イ・スンマン登場 金王朝解体新書 その2
Japan In-depth / 2017年5月3日 12時5分
世に言うモスクワ協定だが、これは朝鮮半島全土の民衆から猛反発を受け、なおかつ、半島にどのような国家を建設すべきか、という具体案において、米ソの思惑がかけ離れていたため、早々に頓挫してしまった。
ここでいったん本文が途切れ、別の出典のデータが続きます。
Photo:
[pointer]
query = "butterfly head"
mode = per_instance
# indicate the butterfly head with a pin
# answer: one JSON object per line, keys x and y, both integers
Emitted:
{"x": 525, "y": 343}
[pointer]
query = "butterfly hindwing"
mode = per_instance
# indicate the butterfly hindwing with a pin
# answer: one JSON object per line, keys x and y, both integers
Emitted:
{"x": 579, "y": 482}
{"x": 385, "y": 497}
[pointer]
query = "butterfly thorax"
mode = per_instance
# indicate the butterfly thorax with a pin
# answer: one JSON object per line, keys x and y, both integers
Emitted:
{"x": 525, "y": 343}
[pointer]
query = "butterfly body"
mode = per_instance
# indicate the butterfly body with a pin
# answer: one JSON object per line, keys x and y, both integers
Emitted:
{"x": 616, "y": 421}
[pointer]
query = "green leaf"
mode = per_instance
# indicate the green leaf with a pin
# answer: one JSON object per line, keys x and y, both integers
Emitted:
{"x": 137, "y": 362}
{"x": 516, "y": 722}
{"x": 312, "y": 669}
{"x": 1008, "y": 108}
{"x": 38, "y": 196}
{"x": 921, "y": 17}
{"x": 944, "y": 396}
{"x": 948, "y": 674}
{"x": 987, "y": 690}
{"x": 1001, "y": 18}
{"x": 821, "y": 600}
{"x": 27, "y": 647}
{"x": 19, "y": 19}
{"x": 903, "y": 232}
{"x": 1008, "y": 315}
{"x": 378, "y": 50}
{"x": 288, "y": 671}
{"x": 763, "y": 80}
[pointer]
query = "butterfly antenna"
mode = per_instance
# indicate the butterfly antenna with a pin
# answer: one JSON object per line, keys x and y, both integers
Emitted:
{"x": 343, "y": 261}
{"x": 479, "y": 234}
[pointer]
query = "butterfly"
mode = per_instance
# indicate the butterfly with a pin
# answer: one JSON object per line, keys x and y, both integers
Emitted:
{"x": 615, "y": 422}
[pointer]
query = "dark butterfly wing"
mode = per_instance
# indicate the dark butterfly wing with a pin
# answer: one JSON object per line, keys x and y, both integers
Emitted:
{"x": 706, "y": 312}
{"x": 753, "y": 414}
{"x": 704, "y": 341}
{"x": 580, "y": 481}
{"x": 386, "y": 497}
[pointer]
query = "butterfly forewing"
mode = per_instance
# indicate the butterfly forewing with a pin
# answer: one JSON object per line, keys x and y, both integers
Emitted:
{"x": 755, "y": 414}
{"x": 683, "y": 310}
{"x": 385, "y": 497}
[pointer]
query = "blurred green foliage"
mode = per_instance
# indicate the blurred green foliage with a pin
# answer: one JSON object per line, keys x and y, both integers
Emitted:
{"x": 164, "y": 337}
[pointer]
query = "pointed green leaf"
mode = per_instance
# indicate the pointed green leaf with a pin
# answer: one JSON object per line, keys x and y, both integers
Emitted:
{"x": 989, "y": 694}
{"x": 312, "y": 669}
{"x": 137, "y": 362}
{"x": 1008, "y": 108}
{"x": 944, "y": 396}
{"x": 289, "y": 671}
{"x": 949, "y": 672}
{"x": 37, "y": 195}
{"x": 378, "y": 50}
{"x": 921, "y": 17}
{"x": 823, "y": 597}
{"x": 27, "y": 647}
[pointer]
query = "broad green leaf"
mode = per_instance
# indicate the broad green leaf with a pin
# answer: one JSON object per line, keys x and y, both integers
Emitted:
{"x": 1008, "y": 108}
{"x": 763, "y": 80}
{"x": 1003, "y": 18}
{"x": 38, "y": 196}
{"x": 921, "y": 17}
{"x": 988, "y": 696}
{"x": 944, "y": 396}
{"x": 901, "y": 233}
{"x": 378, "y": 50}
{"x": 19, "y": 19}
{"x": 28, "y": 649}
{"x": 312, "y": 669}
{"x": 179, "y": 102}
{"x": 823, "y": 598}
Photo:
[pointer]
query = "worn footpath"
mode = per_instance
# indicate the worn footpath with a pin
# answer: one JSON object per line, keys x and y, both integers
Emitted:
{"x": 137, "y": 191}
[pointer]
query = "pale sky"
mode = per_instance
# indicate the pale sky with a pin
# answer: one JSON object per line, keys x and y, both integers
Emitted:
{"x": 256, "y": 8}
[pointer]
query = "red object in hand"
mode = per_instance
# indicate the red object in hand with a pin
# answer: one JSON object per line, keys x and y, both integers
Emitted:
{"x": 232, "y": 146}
沖縄も米国の信託統治領となったわけだが、そもそも信託統治とは、未だ「未開」の離島などを、国際社会に早く合流させるための、便宜的な手段とされている。長い文化的伝統を持つ沖縄や朝鮮半島にこれを適用しようとは、たしかにひどい話だ。
■韓国独立と北朝鮮樹立
1948年5月、国際連合の監視下において半島全土で総選挙が実施されたが、人口の少ない北部の住民は、これをボイコットしてしまう。理由は単一ではないが、
「ひとまず38度線以南だけで、民主的な独立国を樹立すべき」
と訴えたイ・スンマン派の優勢が伝えられたことが、おそらく最大のものであろう。
半島南部にも、この考え方に対しては、
「分断の恒久化につながる」
という反対意見があったが、総選挙の結果は、イ・スンマン派の圧勝。
かくして、韓国の独立が達成されたのである。
半島北部では、この時点ですでにキム・イルソンによる独裁体制が確立されていたのだが、南部でのこうした動きを見て、1948年9月9日、あらためて朝鮮民主主義人民共和国(以下、北朝鮮)の樹立が宣言された。
朝鮮半島に二つの国家が出現したわけだが、内情はもう少し複雑で、南北ともに、分断は過渡的な状態であると考えていたのである。とりわけ北朝鮮政府は、建国の時点では首都をソウルと定め、ピョンヤンについては「臨時行政府」とわざわざ名付けていた。公式にピョンヤンが首都と呼ばれるようになるのは、1972年以降である。いずれにせよ、米国はイ・スンマン政権に後を委ねる形で、ひとまず朝鮮半島から撤退。
この経緯から、ひとつのことが読み取れる。米国はじめ第二次世界大戦の戦勝国は、大日本帝国による植民地支配から朝鮮半島を解放する、という理念をとなえていながら、その実は朝鮮半島の人々の自治能力など信用していなかった。モスクワ協定の内容を見れば、そのことは明白だろう。
こうした中で米ソの角逐が激しさを増して、やがて両陣営は、心配されていたヨーロッパ中央部ではなく、東アジアで激突することとなったのである。